Francesca Petralia (DREAM CPTAC)

Community Phase of NCI-CPTAC Dream Proteogenomics Sub-Challenge 2 and Sub-Challenge 3

Characterization and analyses of alterations in the proteome hold the promise to revolutionize cancer research, through understanding the association between genome, transcriptome and proteome in tumors. For this purpose, we launched a community-based collaborative competition: The NCI-CPTAC DREAM Proteogenomics Challenge. The challenge used public and novel proteogenomic data generated by the CPTAC to answer fundamental questions about how different levels of biological signal relate to one another. Specifically, sub-challenge 2 and 3 focused on predicting global proteomics abundance and phosphorylation abundance based on otheromics data such as RNAseq and copy number variation data.

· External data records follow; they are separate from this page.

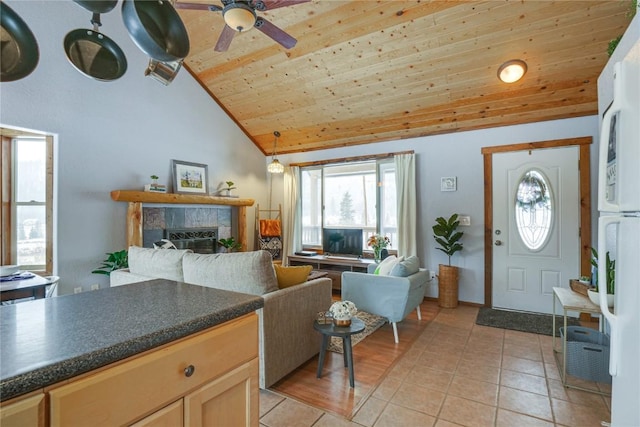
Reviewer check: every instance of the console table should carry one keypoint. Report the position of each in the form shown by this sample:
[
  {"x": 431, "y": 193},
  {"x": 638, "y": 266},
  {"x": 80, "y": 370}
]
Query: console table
[
  {"x": 571, "y": 301},
  {"x": 332, "y": 265}
]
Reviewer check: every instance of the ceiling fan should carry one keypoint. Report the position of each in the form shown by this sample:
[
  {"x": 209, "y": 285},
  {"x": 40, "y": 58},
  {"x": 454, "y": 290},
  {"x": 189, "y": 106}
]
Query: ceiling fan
[{"x": 240, "y": 15}]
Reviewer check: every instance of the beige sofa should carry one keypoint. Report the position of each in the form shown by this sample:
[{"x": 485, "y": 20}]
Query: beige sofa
[{"x": 287, "y": 337}]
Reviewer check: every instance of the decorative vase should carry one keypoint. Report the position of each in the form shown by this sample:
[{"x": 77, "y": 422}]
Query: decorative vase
[
  {"x": 342, "y": 322},
  {"x": 377, "y": 254}
]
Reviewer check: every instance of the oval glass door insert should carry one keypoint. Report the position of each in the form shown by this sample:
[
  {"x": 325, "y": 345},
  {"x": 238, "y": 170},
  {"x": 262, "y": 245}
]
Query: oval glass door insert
[{"x": 534, "y": 209}]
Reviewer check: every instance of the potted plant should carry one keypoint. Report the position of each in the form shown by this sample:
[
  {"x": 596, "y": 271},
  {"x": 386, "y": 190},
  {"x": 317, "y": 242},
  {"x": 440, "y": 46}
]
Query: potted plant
[
  {"x": 228, "y": 188},
  {"x": 114, "y": 261},
  {"x": 610, "y": 278},
  {"x": 378, "y": 243},
  {"x": 230, "y": 244},
  {"x": 448, "y": 238}
]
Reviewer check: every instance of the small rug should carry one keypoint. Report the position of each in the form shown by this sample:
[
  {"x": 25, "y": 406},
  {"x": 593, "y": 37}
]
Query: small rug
[
  {"x": 371, "y": 322},
  {"x": 519, "y": 321}
]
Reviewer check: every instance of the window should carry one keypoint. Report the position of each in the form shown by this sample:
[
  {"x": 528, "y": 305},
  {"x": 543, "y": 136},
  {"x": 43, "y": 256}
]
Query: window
[
  {"x": 533, "y": 210},
  {"x": 27, "y": 187},
  {"x": 349, "y": 195}
]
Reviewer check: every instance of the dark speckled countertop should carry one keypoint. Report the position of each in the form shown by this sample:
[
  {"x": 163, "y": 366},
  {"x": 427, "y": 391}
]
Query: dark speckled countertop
[{"x": 49, "y": 340}]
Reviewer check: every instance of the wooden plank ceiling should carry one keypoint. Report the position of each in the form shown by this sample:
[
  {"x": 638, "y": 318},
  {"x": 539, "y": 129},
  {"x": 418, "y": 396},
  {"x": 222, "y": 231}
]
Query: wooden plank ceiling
[{"x": 371, "y": 71}]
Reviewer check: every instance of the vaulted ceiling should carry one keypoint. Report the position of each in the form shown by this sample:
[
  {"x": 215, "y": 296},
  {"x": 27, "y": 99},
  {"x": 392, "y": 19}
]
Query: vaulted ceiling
[{"x": 371, "y": 71}]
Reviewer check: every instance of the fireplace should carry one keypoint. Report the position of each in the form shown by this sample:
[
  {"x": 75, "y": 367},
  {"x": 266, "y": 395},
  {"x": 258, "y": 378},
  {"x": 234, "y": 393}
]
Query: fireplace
[{"x": 199, "y": 240}]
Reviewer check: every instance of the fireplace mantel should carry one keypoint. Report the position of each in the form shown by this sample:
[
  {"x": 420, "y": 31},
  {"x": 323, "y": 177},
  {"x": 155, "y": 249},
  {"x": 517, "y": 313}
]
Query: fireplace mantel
[{"x": 137, "y": 198}]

Here, we present results from the community phase of sub-challenge 2 and 3. During this phase, teams scoring the best performance in the challenge closely collaborated to improve the predictive performance of their method and construct an ensemble algorithm. Different methods utilized different strategies in order to predict proteomics abundance. Some considered prior information from protein-protein interaction and protein complex databases; some utilized multiple data types such as copy number variation and RNAseq data; others borrowed information across proteins (phosphosites) when building a predictive framework. Given the complementarity of different algorithms, we show how an ensemble algorithm could outperform the best performer in the challenge.In addition, we present results from different downstream analysis to demonstrate the biological impact and utility of these predictive models.